= Jaqueline Tyrwhitt =

British town planner (1905–1983)

Mary Jaqueline Tyrwhitt (25 May 1905 – 21 February 1983) was a British town planner, journalist, editor and educator. She was at the centre of the transnational network of theoreticians and practitioners who shaped the post-war Modern Movement in decentralized community design, residential architecture and social reform. She contributed to developing methods for the application of the ideas of Patrick Geddes, as well as publicizing them. Tyrwhitt had not met Geddes, but she was able to extract some key ideas and concepts from his writings. She brought Geddesian thinking into conferences, discussions, curricula, publications, and policy documents.

In the 1950s she was a professor at the University of Toronto, where she helped establish a graduate program in city and regional planning. Then, in 1955, she moved to the Harvard Graduate School of Design in the Department of City Planning and Landscape Architecture, where she taught for many years until her retirement.

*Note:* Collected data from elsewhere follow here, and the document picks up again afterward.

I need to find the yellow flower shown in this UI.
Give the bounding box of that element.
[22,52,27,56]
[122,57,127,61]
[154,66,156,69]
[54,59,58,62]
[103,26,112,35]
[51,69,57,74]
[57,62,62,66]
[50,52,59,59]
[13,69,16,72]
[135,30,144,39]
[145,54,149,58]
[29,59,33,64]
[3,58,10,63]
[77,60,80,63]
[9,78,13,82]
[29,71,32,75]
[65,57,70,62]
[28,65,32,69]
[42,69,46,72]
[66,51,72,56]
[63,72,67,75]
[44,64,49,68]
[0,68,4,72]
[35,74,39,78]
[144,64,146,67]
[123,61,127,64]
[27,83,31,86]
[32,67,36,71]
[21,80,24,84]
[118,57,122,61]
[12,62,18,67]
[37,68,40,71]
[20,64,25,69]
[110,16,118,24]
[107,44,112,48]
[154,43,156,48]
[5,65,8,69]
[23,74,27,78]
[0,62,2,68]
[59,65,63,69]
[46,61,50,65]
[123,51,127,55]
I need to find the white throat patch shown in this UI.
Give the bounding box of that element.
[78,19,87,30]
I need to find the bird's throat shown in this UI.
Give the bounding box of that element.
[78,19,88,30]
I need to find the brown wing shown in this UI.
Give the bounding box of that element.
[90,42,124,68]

==Early life and education==
Mary Jaqueline Tyrwhitt was born in Pretoria, South Africa, to Thomas Tyrwhitt and Jaqueline Frances Otter. In Pretoria her father worked as an architect in the public Works Department, where he designed public buildings as part of the reconstruction effort after the Boer War of 1899-1902.

== Before the war ==
Although Jaqueline wanted to pursue a history scholarship at Oxford, her father did not allow her to. Instead, she prepared for the general horticultural examination of the Royal Horticultural Society, which she passed with high marks in March 1924. The following September she was among eight women in a group of 30 students who comprised the first-year class at the Architectural Association (AA) which at that time still followed traditional Beaux Arts principles and methods. In mid-1926 she took a job working for a small firm of "garden architects" in her London neighbourhood and was also enrolled in an evening course at the London School of Economics.

== Interwar work and professional development ==
Tyrwhitt spent the first nine months of 1937 studying town planning and land settlement at the Technische Hochschule in Berlin (TH-Berlin). Back in England Tyrwhitt enrolled in the SPRRD, graduating with honours in 1939. She was also involved as members stayed in constant touch with Sir Barlow and kept him apprised of their work. The Industries Group report, "Location of Industry in Great Britain", published in March 1939.

==World War II and post-war==
Tyrwhitt served as both Director of Research and Director of Studies during World War II at the School of Planning and Research for Regional Development, where she worked for seven years. Beginning in 1941 she worked under Lord Reith with the Association for Planning and Regional Reconstruction for wartime mapping of social statistics and planning for postwar reconstruction. She worked with, among others, Anthony Pott, Anne Radford Wheeler, Alison Milne, Bunty Wills, Peter Saxl, and Lady Eve Balfour.

In 1951 she left England for Canada and helped establish a graduate program in city and regional planning, where along with University of Toronto colleague Marshall McLuhan, anthropologist Edmund Carpenter, political economist Tom Easterbrook, and psychologist D. Carl Williams, she co-founded the Explorations Group and the Ford Foundation Seminar on Culture and Communication at the University of Toronto in 1953. The next 18 years were spent working for the School of Graduate Studies in Toronto, for the United Nations in India (1953–54). Tyrwhitt reached 50 in May 1955, and her career started a new, very prolific phase.

== 1960–76: turning east ==
Tyrwhitt assisted in introducing a new urban design curriculum at GSD as an Assistant Professor of City Planning at Harvard. She was also instrumental in establishing a new school of planning in Indonesia through a collaboration between Harvard and the United Nations, facilitating the internationalisation of the university and planning education. She retired from Harvard in 1969, and moved to Greece, where she was appointed editor of the journal Ekistics, whose publisher, architect Constantine Doxiadis, was a friend.

== Publications ==
- Jaqueline Tyrwhitt (ed.), Patrick Geddes in India, London, Lund Humphries, 1947, OCLC 352855
- Jaqueline Tyrwhitt and Gwen Bell (eds.), Human Identity in the Urban Environment, London, Pelican Books, 1971, ISBN 978-0140213645
- Mary Jaqueline Tyrwhitt, Making a Garden on a Greek Hillside, Limni, Denise Harvey & Co., 1998, ISBN 978-9607120144
- Jaqueline Tyrwhitt, Society and Environment: A Historical Review, London, Routledge, 2015, ISBN 978-0415706599

==Death==
Tyrwhitt died at her home in Paiania, Greece, at the age of 77, on 21 February 1983.